As at 31st December 2019, Dairy Farm, including associates and joint ventures, operated over 10,000 outlets across all formats, compared with some 9,700 at 31st December 2018.
Undoubtedly 2019 was a challenging year for many of our businesses, however the hard work, resilience and determination of colleagues and their commitment to serve our customers every day has been outstanding. I would like to thank all the Group’s employees for their efforts in moving the Group towards becoming a truly modern-day retailer that puts our customers first.
Neil Galloway stepped down as Group Finance Director at the end of March 2019. The Board would like to express its gratitude for the significant contribution Neil made to the Group over a number of years. Clem Constantine showed strong leadership during his time as interim Chief Financial Officer following Neil’s departure, and the Board confirmed his appointment to the role permanently in November 2019.
Michael Kok stepped down from the Board on 8th May 2019 and Simon Keswick retired as a Director with effect from 1st January 2020. It was announced on 20th January 2020 that Lord Sassoon will retire from the Board on 9th April 2020. The Board would like to express its gratitude for the significant contribution all three Directors have made to the Group over many years. Clive Schlee will join the Board with effect from 6th May 2020.
As announced on 5th March 2020, with effect from 15th June 2020 the roles of Chairman and Managing Director, which are currently held on a combined basis by Ben Keswick, will be separated.

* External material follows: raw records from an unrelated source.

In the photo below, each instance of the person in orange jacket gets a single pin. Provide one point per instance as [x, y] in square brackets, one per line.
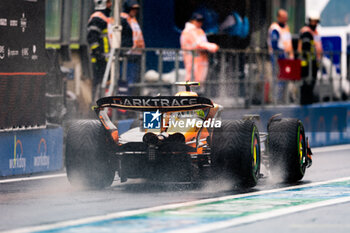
[193, 38]
[310, 48]
[280, 47]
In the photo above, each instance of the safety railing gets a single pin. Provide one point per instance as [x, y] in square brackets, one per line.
[237, 79]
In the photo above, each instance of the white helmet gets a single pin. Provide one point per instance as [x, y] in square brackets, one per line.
[100, 4]
[313, 15]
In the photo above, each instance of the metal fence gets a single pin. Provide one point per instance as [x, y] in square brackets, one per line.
[238, 79]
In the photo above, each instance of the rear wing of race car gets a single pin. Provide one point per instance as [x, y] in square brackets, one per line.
[149, 103]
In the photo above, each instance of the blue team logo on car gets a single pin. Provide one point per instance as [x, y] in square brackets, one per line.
[151, 120]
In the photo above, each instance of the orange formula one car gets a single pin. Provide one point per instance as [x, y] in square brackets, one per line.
[182, 139]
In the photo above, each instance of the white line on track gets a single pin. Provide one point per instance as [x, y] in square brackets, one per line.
[330, 148]
[32, 178]
[314, 150]
[262, 216]
[206, 227]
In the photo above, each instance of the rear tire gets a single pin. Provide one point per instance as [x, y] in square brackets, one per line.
[287, 149]
[89, 155]
[236, 151]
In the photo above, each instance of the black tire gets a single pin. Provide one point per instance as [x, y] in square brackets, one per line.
[236, 151]
[287, 149]
[89, 155]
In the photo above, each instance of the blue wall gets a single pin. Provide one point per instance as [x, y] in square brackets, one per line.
[31, 151]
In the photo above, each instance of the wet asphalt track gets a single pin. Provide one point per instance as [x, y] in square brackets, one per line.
[45, 201]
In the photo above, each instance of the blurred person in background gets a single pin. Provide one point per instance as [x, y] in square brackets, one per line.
[193, 38]
[310, 48]
[98, 40]
[132, 37]
[279, 43]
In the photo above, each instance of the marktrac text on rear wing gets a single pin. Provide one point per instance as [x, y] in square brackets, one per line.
[150, 103]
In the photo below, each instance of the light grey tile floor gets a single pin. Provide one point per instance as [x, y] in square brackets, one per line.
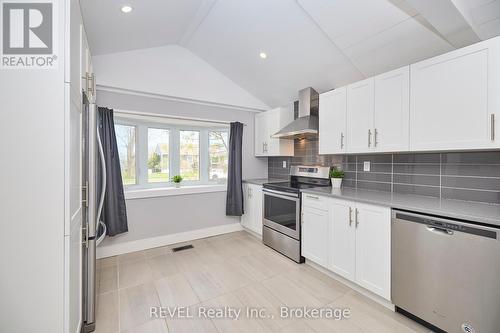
[233, 270]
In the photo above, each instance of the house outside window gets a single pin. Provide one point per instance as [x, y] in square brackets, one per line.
[152, 150]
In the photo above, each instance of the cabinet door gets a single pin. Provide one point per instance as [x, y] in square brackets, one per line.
[332, 121]
[373, 248]
[454, 98]
[392, 111]
[260, 133]
[360, 104]
[342, 237]
[315, 235]
[256, 224]
[246, 218]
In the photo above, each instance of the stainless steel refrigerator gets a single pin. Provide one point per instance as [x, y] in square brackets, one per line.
[94, 185]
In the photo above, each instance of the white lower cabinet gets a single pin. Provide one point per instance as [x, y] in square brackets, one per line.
[315, 235]
[252, 207]
[373, 248]
[342, 239]
[351, 239]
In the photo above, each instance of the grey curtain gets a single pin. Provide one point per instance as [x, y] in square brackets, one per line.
[114, 211]
[234, 199]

Ben Keswick will remain as Chairman and John Witt will take on the role of Managing Director of the Company.
Dairy Farm is undergoing transformation across all areas of its business and this scale of change will take time to execute successfully. However, good progress is being made in implementing the Group’s customer-focused and market-driven strategy and Dairy Farm is well-placed to achieve long-term sustainable growth. Performance for the remainder of the year will depend on the duration, geographic extent and impact of the COVID-19 outbreak and the measure taken to control it.